Unfortunately, not all drugs in our data can be dated: some may have been invented prior to the creation of the FDA in 1938, and there are others for which we could not impute a date of approval. The dates of approval in our data range from 1938 to 2001, with a mean of 1973.

11.

This measure does not capture off-label use of drugs. If off-label use is common, there will be more measurement error in our innovation measure. Off-label use would be captured in analyses that use changes in mortality by disease, discussed in the next section.

12.

For small causes of death, percent changes are very misleading.

13.

These indices include lagged dependent variables, which can cause inconsistency in panel models with fixed effects (Nickell 1981). If we use changes in mortality as a measure of progress and do not include fixed effects, we find very similar estimates (results available upon request).

14.

However, these laws may have had differential effects on populations within a state (e.g., urban versus rural residents). Average differences across states are captured by the state-of-birth dummy variables, but we cannot identify these differential effects within state when using these data.

16.

We repeat our analyses separately by gender.

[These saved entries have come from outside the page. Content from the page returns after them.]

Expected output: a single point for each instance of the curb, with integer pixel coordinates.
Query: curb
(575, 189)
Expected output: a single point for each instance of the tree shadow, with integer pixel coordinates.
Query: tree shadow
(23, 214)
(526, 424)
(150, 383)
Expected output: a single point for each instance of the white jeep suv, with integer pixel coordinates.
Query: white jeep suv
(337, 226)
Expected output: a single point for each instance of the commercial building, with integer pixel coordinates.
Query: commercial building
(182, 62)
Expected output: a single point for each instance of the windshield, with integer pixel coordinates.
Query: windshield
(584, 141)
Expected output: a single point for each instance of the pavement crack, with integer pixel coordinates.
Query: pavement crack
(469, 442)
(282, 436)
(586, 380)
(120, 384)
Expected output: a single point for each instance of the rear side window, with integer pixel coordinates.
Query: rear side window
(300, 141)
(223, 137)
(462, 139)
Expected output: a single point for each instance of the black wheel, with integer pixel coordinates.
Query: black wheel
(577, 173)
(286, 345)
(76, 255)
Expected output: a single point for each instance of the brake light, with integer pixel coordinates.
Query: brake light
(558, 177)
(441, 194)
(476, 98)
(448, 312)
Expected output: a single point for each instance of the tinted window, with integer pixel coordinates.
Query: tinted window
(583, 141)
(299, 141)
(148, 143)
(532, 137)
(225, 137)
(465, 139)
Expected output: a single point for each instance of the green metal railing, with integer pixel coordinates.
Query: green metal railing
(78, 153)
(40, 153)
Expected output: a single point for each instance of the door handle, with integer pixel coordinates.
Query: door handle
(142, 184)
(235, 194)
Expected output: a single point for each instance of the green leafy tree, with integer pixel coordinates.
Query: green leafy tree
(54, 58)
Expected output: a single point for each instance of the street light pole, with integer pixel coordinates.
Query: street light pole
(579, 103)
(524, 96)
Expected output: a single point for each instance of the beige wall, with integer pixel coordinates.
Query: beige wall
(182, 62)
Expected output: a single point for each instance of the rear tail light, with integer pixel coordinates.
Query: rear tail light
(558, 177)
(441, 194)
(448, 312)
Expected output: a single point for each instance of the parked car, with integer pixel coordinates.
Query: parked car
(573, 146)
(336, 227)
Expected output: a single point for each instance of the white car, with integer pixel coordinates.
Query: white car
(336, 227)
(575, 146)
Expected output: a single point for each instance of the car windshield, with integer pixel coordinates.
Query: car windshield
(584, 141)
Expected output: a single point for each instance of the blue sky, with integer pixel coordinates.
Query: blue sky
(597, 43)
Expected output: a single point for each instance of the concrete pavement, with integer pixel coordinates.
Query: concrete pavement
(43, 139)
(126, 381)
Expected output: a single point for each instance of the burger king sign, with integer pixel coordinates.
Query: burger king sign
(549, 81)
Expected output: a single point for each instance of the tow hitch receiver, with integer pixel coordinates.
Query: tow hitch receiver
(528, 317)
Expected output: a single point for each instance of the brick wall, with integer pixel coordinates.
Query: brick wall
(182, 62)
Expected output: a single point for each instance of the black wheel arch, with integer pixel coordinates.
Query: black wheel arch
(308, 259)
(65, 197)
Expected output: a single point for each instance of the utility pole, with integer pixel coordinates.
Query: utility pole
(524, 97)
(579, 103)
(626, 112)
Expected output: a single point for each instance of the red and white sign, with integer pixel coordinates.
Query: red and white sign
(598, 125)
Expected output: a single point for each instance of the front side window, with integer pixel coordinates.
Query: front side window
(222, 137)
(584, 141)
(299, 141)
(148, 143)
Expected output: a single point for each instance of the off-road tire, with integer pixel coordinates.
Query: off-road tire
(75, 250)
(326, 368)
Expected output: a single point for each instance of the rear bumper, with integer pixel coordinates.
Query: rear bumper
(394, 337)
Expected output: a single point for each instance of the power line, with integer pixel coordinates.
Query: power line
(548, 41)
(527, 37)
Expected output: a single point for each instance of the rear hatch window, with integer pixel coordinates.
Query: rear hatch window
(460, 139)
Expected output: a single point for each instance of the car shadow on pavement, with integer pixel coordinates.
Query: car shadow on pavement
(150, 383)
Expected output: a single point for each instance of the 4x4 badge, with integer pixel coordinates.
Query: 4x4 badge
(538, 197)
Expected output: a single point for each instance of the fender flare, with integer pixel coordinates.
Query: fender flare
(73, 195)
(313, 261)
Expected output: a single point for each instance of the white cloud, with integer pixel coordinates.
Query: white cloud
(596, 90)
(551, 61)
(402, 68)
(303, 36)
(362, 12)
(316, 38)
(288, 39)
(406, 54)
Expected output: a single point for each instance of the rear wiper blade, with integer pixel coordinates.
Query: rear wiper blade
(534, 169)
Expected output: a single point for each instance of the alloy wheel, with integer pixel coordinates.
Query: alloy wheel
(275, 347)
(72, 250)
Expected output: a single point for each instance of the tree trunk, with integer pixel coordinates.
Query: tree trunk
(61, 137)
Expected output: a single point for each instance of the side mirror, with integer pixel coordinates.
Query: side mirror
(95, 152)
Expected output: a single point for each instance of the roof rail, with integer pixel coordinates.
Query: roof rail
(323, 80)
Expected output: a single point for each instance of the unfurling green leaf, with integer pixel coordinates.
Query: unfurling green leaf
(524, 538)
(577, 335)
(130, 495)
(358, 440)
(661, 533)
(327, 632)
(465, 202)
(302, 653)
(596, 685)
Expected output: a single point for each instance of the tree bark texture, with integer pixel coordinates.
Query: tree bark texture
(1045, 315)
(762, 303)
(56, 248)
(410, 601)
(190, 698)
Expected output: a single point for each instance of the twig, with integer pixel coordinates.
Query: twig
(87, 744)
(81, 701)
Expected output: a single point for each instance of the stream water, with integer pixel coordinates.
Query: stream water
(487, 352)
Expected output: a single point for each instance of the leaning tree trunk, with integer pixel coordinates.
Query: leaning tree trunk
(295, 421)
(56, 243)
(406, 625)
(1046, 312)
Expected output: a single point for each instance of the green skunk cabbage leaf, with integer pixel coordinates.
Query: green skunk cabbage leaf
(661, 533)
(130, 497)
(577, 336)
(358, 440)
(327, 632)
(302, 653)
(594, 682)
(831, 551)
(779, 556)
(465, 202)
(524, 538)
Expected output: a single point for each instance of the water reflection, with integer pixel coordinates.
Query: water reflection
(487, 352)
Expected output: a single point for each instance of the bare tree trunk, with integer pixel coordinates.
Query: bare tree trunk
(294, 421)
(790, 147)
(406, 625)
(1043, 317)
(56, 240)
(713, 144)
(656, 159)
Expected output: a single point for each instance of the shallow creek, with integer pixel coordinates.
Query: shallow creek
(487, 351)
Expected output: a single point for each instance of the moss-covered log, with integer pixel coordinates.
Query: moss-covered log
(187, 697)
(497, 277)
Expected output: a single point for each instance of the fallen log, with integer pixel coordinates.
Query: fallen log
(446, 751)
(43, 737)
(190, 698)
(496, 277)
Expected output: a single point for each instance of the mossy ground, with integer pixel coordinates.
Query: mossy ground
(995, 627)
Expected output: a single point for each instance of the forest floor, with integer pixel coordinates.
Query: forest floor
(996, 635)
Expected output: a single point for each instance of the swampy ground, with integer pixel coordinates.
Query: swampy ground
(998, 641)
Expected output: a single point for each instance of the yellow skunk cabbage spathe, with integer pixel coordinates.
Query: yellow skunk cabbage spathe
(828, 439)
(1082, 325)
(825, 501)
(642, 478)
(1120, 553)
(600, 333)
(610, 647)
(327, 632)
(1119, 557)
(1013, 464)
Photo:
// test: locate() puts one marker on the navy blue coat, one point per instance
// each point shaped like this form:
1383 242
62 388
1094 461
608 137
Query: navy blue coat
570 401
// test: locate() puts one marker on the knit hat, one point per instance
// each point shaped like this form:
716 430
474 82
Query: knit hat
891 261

Our hypothesis does not specifically predict variation in the effect of education by gender, but this specification is consistent with prior research, which suggests that the effect of most covariates (e.g., age and education) varies by gender as well as the fact that men and women are susceptible to different diseases (particularly in the case of cancers).

17.

Estimates of the effect of education in other studies suggest that one more year of education reduces five-year mortality rates by 2% to 5% (Elo and Preston 1996). Our estimates are larger. This is probably because compulsory education affected individuals whose returns to education were larger than those of the average person. This could be the case if, for example, compulsory schooling affected individuals at the low end of the education distribution and these individuals have larger returns to education. It could also happen if individuals affected by the laws were credit constrained and would not otherwise be able to afford further education. Research on the effects of compulsory schooling in Norway has indeed found that the wage returns to those affected by the reforms are much larger than the average returns (Salvanes, Vaage, and Aakvik 2003). Similar arguments have been made, for example, in Moretti and Lochner (2004) and Lleras-Muney (2005).

18.

We repeated these analysis using drugs approved in the concurrent five years and obtained almost identical results.

19.

As a final test of the robustness of these results, we examined the effect on the interaction between the gradient and progress if we randomly matched drugs to diseases (rather than matching drugs to the disease for which they are indicated). We did this to check that the results we obtained are not an artifact of the empirical model that we estimate. We randomly matched drugs to diseases 200 times in the mortality cause-of-death data and the SEER data, reestimated Eq. (3) for each random match, and compared our correctly matched estimate with these random matches. For the disease-specific mortality, we randomized the match only within years. The results suggest that in both the SEER and the mortality data, we cannot reject the hypothesis that the estimate from the random match is significantly different from 0. Additionally, the point estimate of the correctly matched interaction term is outside the 95th percent confidence interval of the simulated interactions. These results are available upon request.